People v. Barnwell

143 Misc. 2d 922, 541 N.Y.S.2d 664, 1989 N.Y. Misc. LEXIS 294
CourtCriminal Court of the City of New York
DecidedApril 25, 1989
StatusPublished
Cited by2 cases

This text of 143 Misc. 2d 922 (People v. Barnwell) is published on Counsel Stack Legal Research, covering Criminal Court of the City of New York primary law. Counsel Stack provides free access to over 12 million legal documents including statutes, case law, regulations, and constitutions.

Bluebook
People v. Barnwell, 143 Misc. 2d 922, 541 N.Y.S.2d 664, 1989 N.Y. Misc. LEXIS 294 (N.Y. Super. Ct. 1989).

Opinion

OPINION OF THE COURT

Renee A. White, J.

The defendant was arraigned and charged with criminal possession of a controlled substance in the seventh degree (Penal Law § 220.03), a class A misdemeanor. The defendant now moves to dismiss the charge on the ground that defendant’s arrest and prosecution constitutes selective prosecution [923]*923in violation of the Constitutions of the State of New York and the United States of America. In the alternative, in order to further substantiate this claim, the defendant requests an evidentiary hearing to determine (1) whether the arrest of the defendant was motivated by an improper consideration; and (2) the ordinary disposition of similarly situated offenders.

I. TIMELINESS OF DEFENDANT’S MOTION

Initially, the People contend that defendant’s motion should be denied on the ground that it is untimely pursuant to CPL 255.20.
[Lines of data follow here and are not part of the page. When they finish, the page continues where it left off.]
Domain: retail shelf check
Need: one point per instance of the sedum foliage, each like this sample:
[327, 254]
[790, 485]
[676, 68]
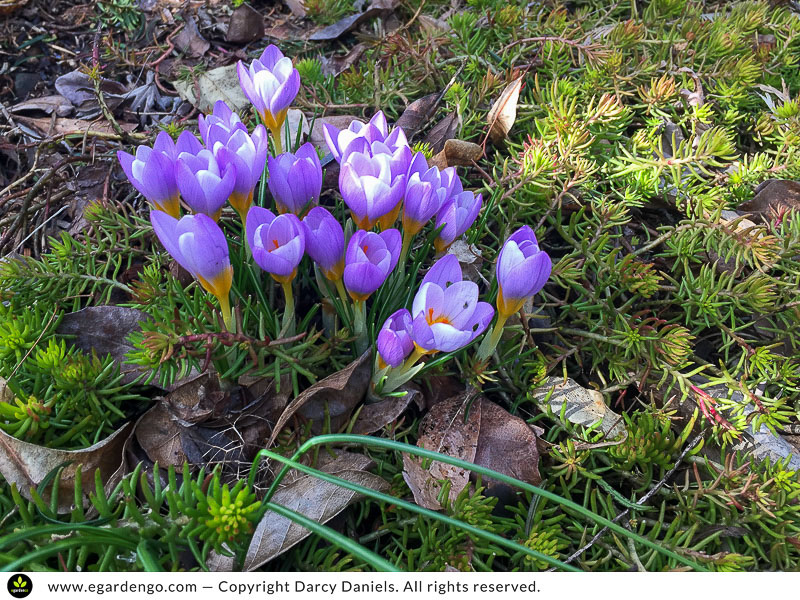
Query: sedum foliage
[641, 127]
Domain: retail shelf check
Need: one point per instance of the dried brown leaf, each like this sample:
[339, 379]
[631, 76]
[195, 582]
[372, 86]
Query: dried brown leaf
[318, 500]
[27, 464]
[418, 113]
[457, 153]
[105, 330]
[339, 393]
[774, 197]
[449, 429]
[445, 129]
[506, 444]
[246, 25]
[217, 84]
[375, 9]
[583, 407]
[504, 111]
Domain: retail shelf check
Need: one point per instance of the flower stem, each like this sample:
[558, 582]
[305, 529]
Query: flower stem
[276, 139]
[400, 375]
[489, 343]
[288, 325]
[401, 264]
[360, 325]
[227, 316]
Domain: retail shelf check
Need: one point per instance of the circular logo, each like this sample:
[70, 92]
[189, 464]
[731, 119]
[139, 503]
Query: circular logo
[20, 586]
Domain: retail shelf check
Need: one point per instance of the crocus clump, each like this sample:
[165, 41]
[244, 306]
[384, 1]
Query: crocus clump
[455, 217]
[446, 315]
[522, 270]
[235, 148]
[339, 141]
[277, 242]
[379, 177]
[204, 182]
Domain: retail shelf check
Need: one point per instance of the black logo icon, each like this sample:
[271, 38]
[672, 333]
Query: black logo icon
[20, 586]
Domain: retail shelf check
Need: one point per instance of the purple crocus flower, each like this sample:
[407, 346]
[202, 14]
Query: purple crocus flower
[277, 243]
[246, 154]
[446, 311]
[197, 244]
[522, 270]
[325, 242]
[369, 259]
[377, 130]
[394, 339]
[295, 180]
[371, 188]
[152, 172]
[270, 83]
[205, 184]
[457, 215]
[427, 189]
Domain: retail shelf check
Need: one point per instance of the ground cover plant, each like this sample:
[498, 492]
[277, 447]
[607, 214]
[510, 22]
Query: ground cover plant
[484, 286]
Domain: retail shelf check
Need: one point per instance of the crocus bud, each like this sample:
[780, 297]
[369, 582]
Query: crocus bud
[152, 173]
[376, 130]
[522, 270]
[446, 311]
[246, 154]
[295, 180]
[369, 188]
[204, 184]
[426, 191]
[219, 125]
[369, 259]
[325, 242]
[270, 83]
[197, 244]
[457, 215]
[394, 339]
[277, 243]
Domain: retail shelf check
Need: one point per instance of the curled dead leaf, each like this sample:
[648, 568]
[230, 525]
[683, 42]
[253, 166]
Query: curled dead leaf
[489, 436]
[457, 153]
[583, 407]
[105, 330]
[374, 417]
[504, 111]
[318, 500]
[27, 465]
[337, 394]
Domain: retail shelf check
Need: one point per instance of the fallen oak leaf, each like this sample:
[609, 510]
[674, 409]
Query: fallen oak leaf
[457, 153]
[489, 436]
[338, 391]
[316, 499]
[450, 427]
[27, 465]
[583, 407]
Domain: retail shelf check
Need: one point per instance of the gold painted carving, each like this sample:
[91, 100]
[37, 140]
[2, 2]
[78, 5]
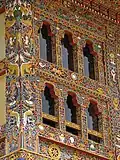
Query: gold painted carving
[54, 152]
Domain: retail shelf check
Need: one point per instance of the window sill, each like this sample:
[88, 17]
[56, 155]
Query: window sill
[72, 125]
[95, 133]
[50, 117]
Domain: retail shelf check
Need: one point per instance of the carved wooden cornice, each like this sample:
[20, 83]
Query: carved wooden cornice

The court denies the People’s application on the following grounds: (1) the defendant’s initial attorney withdrew from the case on March 21, 1989 and present counsel only recently filed a notice of appearance on April 5, 1989 and (2) the basis of defendant’s motion is a violation of his constitutional rights, and there are serious allegations raised by the defendant. Given the facts and circumstances of this case the court finds that the defendant is entitled to have this motion decided on its merits.

Accordingly, the People’s motion to preclude as untimely is denied.

II. ARGUMENTS

The defendant, a high school principal, alleges that he has been singled out for prosecution because of a formal policy, of the New York County District Attorney’s office, to consider the defendant’s position in the community as a relevant factor in plea negotiations. The defendant further asserts that those individuals who enjoy "higher positions” in the community are prosecuted more vigorously and offered less favorable pleas. The defendant also contends that his arrest was based on the same discriminatory basis.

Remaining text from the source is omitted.